Rules of the Road: Connecting Chicago to Underutilized Freeway Infrastructure Zones
Karl Daubmann, John Marshall, Cezanne Charles
Transportation infrastructure such as waterways, Roman roads, railroads or the federal highways have always informed the design of cities. The National Interstate and Defense Highways Act of 1956 forever changed transportation, economic flows, connectivity and the landscape of the US. The mechanical efficiency required for the success of the freeway is created through separation from everything that might slow it down, but unfortunately the benefits of speed created by separation are constantly at odds with the slower, finer-grained, human concerns of dense urban cores.

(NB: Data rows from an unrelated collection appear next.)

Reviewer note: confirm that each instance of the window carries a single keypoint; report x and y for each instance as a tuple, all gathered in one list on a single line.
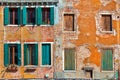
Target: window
[(48, 16), (107, 60), (31, 16), (11, 16), (46, 54), (12, 54), (69, 22), (45, 15), (30, 54), (69, 59), (107, 22)]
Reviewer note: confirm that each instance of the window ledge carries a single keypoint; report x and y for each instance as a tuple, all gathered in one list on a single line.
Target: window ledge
[(69, 31), (108, 71), (46, 65), (30, 25), (13, 25), (46, 25), (69, 71), (30, 66)]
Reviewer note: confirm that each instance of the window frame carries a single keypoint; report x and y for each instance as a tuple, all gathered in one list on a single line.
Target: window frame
[(30, 66), (9, 15), (51, 43), (64, 59), (109, 24), (15, 43), (54, 16), (75, 26), (34, 7), (107, 48)]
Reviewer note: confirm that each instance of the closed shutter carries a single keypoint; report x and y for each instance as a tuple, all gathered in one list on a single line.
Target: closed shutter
[(24, 16), (19, 16), (46, 54), (36, 54), (43, 54), (6, 16), (107, 60), (69, 62), (107, 22), (39, 16), (52, 16), (6, 55), (19, 54), (25, 54)]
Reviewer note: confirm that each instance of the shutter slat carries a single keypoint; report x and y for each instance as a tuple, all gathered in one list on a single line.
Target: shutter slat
[(6, 55), (39, 16), (36, 54), (19, 54), (52, 16), (6, 15), (19, 16), (25, 54), (24, 16)]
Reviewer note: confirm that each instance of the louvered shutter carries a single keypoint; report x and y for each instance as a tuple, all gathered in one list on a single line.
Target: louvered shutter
[(6, 16)]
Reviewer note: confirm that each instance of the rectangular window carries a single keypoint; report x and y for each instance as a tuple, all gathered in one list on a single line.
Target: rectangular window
[(46, 54), (12, 54), (45, 15), (107, 60), (31, 16), (107, 22), (69, 22), (30, 54), (69, 59), (13, 16)]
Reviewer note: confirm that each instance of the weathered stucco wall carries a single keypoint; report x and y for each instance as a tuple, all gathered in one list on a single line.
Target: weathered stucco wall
[(87, 39)]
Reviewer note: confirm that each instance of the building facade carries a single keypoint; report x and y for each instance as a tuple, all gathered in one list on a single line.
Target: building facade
[(59, 39)]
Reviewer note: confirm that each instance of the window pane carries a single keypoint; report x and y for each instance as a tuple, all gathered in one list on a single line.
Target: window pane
[(107, 22), (107, 60), (13, 15), (13, 52), (31, 15), (45, 15), (46, 54), (69, 59), (69, 22)]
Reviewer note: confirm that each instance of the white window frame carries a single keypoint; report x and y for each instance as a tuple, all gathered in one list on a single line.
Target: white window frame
[(75, 26), (64, 63), (51, 43), (112, 56), (16, 25)]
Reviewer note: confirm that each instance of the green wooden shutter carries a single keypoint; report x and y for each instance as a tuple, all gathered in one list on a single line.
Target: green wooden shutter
[(19, 54), (110, 61), (24, 16), (6, 55), (36, 15), (72, 53), (6, 16), (107, 60), (43, 54), (48, 54), (66, 60), (52, 16), (39, 16), (69, 62), (25, 54), (19, 16), (36, 54)]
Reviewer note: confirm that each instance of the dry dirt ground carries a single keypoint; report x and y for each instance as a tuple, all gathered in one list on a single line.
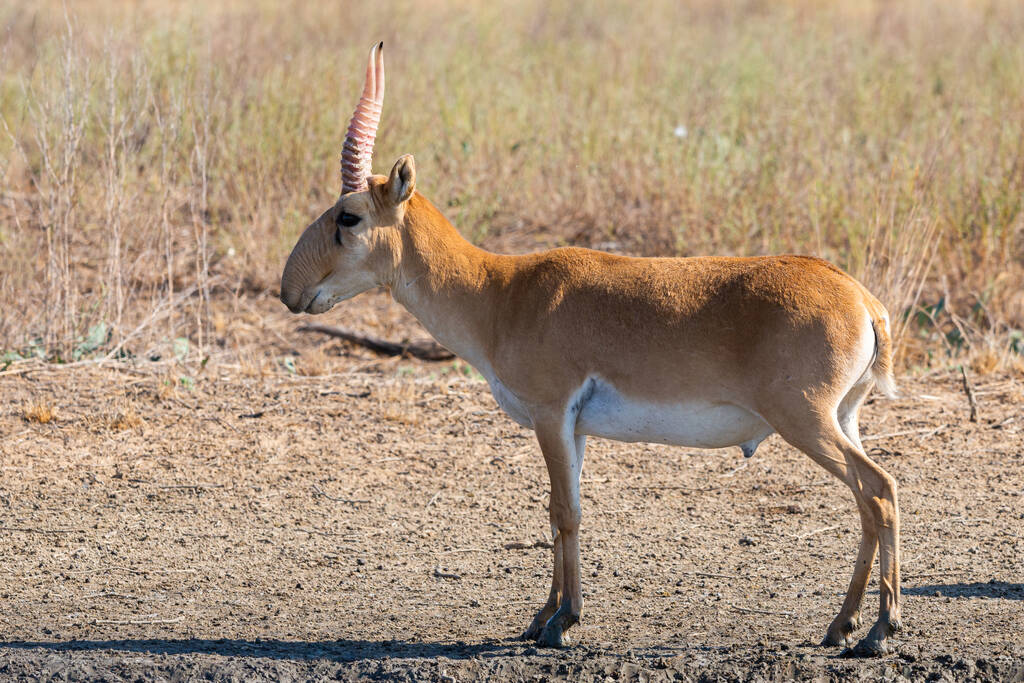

Chicago is a unique city to consider regional and local connectivity given the history of commerce and the transportation of goods into, around, and out of the city. Many designers have considered the forces, forms, and implications of the freeway with wholesale utopian visions of buildings and roads merging into mega-infrastructural proposals such as Chambliss’s 1910 “Roadtown” or Jellicoe’s 1961 Motopia. Rather than negate the rich existing conditions of Chicago and its infrastructure, Rules of the Road engages the Federal, parametric, Fordist logic of the freeway with the requirements of a post-Fordist city and proposes urban design strategies that mitigate environmental, social, and formal concerns with an architecture that engages underutilized freeway infrastructure zones.